Bud pushed her aside and the young woman went into their bedroom and slammed the door. "I'm not fixing you supper," she yelled through the door. He howled, cursed, stomped, and begged. She told him to go away, that he was waking the baby.
Bud turned on the radio, tried to find a ball game or some hillbilly music, gave up and left the apartment, half-filled beer bottle in his hand. He headed for the bowling alley.
The next Friday when Ray Ryan gave Bud his pay envelope, he said, "I raised you a dollar a day, Bud. You've come along fast. How 'bout doing me a favor?"
"Sure," Bud said, eager to open the small brown envelope and see how much money he had.
"Joe's wife's hauling him off to see her folks down in Norfolk. Would you like to drive the stock car this Saturday."
'Geeze, you sure? I've never done any kind of racing."

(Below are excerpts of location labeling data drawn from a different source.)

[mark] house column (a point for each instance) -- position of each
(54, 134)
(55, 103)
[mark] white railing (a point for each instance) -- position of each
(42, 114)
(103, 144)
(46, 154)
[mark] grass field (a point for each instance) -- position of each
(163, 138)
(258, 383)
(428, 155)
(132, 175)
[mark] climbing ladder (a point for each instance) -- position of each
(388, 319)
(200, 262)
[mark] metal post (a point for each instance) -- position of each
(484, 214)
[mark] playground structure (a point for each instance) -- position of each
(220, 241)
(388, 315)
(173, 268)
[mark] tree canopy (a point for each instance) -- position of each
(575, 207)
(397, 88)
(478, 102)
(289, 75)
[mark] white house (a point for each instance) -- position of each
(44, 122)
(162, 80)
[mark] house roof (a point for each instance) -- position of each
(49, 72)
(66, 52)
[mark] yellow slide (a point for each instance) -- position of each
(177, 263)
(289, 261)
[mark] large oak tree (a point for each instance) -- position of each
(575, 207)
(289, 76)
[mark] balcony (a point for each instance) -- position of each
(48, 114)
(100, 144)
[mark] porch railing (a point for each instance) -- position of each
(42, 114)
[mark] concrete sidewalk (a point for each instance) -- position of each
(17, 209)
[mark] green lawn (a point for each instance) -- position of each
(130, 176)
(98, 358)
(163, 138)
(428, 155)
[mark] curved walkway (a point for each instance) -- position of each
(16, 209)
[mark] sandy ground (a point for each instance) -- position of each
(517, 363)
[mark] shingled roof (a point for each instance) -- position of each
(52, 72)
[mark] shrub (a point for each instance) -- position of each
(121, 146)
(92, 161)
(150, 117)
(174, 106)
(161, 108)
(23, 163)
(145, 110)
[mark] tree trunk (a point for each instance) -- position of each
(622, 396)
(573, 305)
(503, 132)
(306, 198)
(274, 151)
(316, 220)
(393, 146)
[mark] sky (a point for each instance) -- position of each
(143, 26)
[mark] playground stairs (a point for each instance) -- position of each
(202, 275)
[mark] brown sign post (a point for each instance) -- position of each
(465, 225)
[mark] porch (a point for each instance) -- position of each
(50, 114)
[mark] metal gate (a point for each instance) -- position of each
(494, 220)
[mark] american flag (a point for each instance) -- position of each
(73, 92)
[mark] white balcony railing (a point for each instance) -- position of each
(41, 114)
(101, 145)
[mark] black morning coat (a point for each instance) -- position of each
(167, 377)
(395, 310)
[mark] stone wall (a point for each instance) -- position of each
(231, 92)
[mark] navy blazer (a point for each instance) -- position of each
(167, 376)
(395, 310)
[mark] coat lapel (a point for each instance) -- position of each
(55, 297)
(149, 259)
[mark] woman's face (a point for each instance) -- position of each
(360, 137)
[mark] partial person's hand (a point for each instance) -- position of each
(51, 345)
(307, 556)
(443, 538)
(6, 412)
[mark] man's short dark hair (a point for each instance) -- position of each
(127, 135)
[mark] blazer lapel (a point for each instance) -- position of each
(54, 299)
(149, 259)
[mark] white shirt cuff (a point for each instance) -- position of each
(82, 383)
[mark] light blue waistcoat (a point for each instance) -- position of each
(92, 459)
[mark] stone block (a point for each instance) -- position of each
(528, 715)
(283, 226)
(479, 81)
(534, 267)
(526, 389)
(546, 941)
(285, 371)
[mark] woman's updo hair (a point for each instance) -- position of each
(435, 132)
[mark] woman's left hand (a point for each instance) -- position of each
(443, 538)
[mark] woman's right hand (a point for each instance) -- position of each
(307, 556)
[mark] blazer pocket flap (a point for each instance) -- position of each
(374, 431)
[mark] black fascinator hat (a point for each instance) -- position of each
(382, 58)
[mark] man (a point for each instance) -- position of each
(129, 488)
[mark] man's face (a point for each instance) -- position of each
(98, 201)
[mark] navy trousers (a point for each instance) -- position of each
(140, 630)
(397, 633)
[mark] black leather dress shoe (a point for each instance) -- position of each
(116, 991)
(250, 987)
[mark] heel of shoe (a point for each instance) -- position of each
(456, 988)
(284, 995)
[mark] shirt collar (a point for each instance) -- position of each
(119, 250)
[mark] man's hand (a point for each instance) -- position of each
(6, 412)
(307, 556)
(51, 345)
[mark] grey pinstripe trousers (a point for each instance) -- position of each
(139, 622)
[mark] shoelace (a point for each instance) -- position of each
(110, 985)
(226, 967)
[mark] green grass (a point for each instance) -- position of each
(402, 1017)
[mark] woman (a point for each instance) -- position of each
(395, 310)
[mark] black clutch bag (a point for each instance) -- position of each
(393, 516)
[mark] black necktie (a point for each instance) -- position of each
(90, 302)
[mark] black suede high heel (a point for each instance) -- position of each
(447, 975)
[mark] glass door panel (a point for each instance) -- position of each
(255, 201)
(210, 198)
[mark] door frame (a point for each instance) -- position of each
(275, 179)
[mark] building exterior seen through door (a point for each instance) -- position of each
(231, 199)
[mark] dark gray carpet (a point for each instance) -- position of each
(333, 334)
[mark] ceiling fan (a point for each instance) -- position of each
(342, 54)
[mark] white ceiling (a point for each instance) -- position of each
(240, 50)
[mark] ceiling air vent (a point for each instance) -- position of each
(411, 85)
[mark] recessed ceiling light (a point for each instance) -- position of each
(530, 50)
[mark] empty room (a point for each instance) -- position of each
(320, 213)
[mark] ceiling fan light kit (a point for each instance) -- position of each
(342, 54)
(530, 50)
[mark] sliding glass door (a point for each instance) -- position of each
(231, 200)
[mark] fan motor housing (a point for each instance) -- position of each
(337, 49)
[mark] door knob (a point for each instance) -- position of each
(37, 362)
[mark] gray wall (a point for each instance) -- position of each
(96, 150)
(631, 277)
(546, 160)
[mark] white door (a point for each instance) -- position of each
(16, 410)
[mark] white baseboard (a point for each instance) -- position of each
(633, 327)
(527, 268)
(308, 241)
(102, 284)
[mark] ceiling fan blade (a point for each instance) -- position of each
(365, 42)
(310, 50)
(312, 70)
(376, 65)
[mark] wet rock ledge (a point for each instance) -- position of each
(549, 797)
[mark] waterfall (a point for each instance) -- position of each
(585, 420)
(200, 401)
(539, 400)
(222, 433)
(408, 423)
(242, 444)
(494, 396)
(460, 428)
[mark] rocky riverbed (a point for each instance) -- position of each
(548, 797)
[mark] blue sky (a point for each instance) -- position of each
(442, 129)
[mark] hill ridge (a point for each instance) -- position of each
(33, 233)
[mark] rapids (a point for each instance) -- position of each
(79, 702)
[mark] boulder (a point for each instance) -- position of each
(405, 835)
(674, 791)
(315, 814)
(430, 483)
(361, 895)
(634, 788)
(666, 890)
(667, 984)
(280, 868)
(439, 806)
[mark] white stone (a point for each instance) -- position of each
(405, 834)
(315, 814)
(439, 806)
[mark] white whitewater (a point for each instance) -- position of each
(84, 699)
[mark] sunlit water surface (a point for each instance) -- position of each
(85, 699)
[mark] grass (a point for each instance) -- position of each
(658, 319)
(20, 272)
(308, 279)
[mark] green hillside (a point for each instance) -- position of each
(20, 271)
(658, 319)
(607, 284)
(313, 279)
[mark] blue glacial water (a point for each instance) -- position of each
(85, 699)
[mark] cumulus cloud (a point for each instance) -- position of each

"Nothing to it. You slide into the curves, accelerate out and try not to let anybody hit you too hard. Joe's down at the Dew Drop, go talk to him. I'm going up to Delaware to play the horses, or I'd do it myself."
Bud nodded; excited about the idea of driving the company's beat up '32 Ford three-window coupe with the big V8 engine, twin carburetors, tubular bumpers, roll bar and wild orange and blue paint job. He had been to a few stock car races, had even talked Jeanne into going to one, but he had never even considered driving.
Joe Fisher, whose specialty was leading, filling in holes and creased dents, explained the car's idiosyncrasies and warned Bud to watch out of a red Oldsmobile that another body shop had been beefing up. "That's thing's heavy, got angle iron in the front," Joe said, "he'll knock you sideways if he can."